Fortinbras extracted from his person a dim, chainless watch.
“It is now a quarter past one. Time for honest folk to be abed. Meet me here at eleven o’clock to-morrow, booted and spurred, with but a scrip at the back of your bicycles, and I will hand you letters to Félise and the poetic and philosophic Bigourdin, and now,” said he, “with your permission, I will ring for Auguste.”
Auguste appeared and Martin, waving aside the protests of Corinna, paid the modest bill.

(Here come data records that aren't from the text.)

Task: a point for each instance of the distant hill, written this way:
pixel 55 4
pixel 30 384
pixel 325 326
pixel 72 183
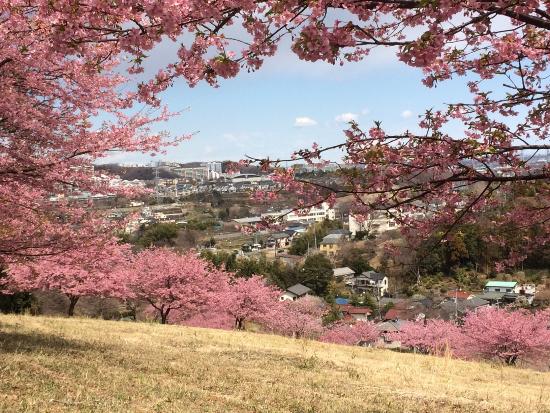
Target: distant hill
pixel 88 365
pixel 143 173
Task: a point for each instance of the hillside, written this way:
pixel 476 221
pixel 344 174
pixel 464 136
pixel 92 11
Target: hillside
pixel 85 365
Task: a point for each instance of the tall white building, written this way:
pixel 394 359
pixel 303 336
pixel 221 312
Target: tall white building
pixel 313 214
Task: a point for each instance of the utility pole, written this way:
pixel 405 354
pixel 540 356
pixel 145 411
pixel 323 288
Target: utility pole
pixel 456 303
pixel 157 187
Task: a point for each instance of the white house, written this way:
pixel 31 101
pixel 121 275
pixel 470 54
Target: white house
pixel 295 292
pixel 313 214
pixel 502 287
pixel 343 273
pixel 372 281
pixel 375 223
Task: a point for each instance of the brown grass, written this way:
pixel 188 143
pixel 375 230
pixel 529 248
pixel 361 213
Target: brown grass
pixel 85 365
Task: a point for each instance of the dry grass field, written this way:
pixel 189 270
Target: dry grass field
pixel 85 365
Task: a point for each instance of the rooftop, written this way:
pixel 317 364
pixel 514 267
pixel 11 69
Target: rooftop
pixel 332 239
pixel 373 275
pixel 502 284
pixel 299 289
pixel 340 272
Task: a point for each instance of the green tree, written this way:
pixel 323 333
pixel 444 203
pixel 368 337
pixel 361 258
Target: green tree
pixel 161 234
pixel 356 259
pixel 316 273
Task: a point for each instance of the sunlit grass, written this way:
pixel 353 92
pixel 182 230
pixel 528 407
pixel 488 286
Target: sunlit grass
pixel 85 365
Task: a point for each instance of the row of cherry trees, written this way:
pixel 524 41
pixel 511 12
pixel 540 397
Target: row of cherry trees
pixel 61 68
pixel 490 333
pixel 185 289
pixel 181 288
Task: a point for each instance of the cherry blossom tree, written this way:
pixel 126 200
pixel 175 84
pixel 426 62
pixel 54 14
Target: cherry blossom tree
pixel 249 299
pixel 301 318
pixel 61 109
pixel 74 273
pixel 359 333
pixel 59 66
pixel 510 336
pixel 173 283
pixel 431 337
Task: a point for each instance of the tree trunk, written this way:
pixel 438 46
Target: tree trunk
pixel 164 316
pixel 72 304
pixel 239 324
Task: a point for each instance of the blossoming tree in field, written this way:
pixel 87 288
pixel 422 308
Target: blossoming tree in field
pixel 248 299
pixel 74 273
pixel 431 337
pixel 489 333
pixel 301 318
pixel 173 283
pixel 510 336
pixel 359 333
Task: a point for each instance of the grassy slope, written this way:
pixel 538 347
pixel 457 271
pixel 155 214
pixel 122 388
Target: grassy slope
pixel 58 365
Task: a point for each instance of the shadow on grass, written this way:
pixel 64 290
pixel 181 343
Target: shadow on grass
pixel 47 344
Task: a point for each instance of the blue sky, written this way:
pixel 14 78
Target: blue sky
pixel 259 113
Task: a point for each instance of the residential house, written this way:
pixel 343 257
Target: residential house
pixel 458 295
pixel 279 240
pixel 376 223
pixel 496 286
pixel 452 310
pixel 500 292
pixel 343 232
pixel 343 273
pixel 371 281
pixel 331 244
pixel 295 292
pixel 352 313
pixel 313 214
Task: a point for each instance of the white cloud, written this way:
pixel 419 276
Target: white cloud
pixel 406 114
pixel 304 121
pixel 346 117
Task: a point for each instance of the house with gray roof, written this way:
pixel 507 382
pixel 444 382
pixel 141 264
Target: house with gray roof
pixel 372 281
pixel 295 292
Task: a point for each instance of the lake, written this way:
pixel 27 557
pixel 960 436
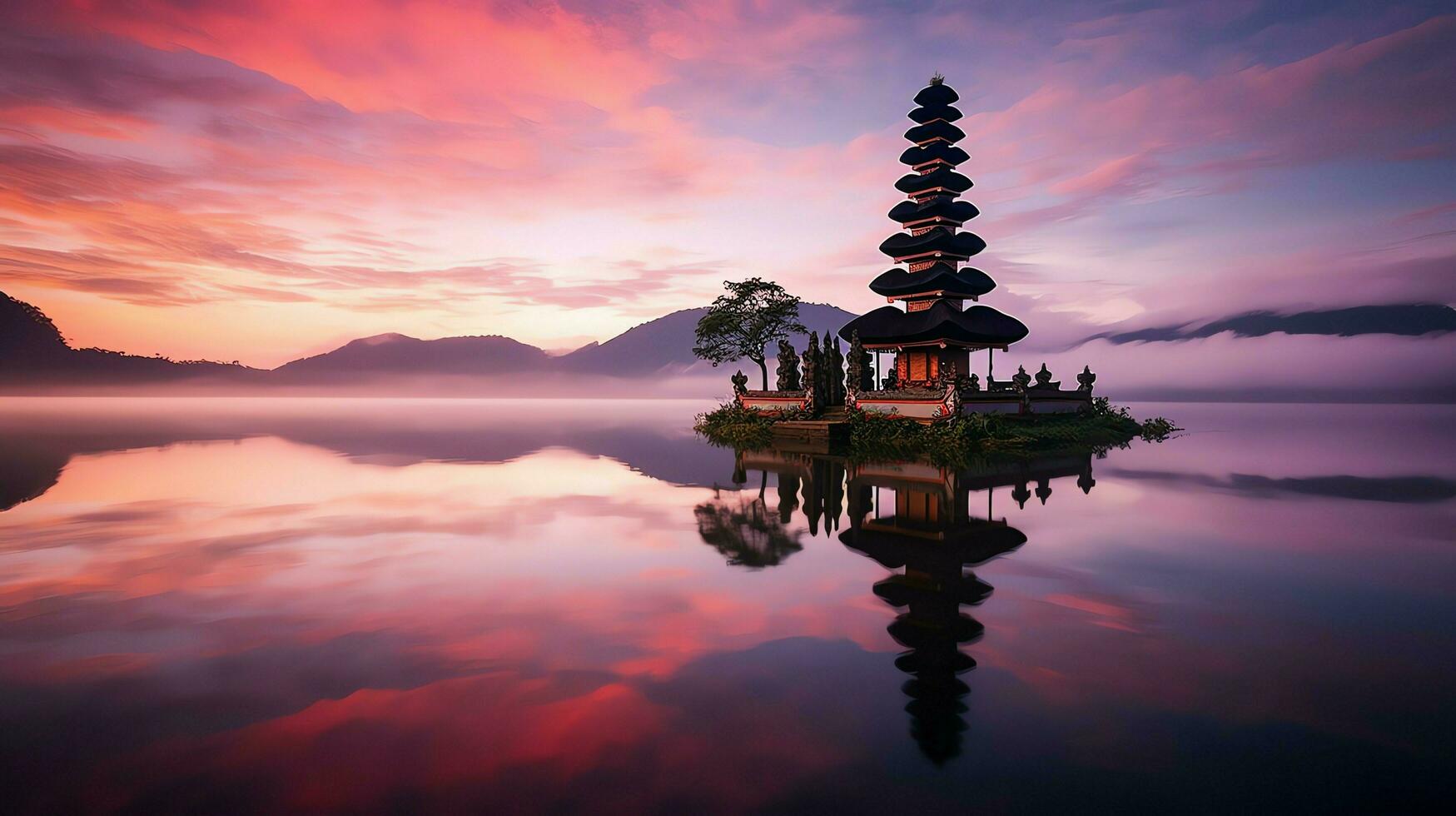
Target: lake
pixel 509 606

In the airless street Fortinbras bade them an impressive good night and disappeared in the byways of the sultry city. Martin accompanied Corinna to the gaunt neighbouring building wherein her eyrie was situate. Both were tongue-tied, shy, embarrassed by the prospect of the intimate adventure to which they had pledged themselves. When the great door, swung open by the hidden concierge, at Corinna’s ring, invited her entrance, they shook hands perfunctorily.
“At a quarter to eleven,” said Martin.
“I shall be ready,” said Corinna.
CHAPTER III
THE bicycle journey of two young people through a mere three hundred miles of France is, on the face of it, an Odyssey of no importance. The only interest that could attach itself to such a humdrum affair would centre in the development of tender feelings reciprocated or otherwise in the breasts of both or one of the young people. But when the two of them proceed dustily and unemotionally along the endless, straight, poplar-bordered roads, with the heart of each at the end of the day as untroubled by the other as at the beginning, a detailed account of their wanderings would resolve itself into a commonplace itinerary.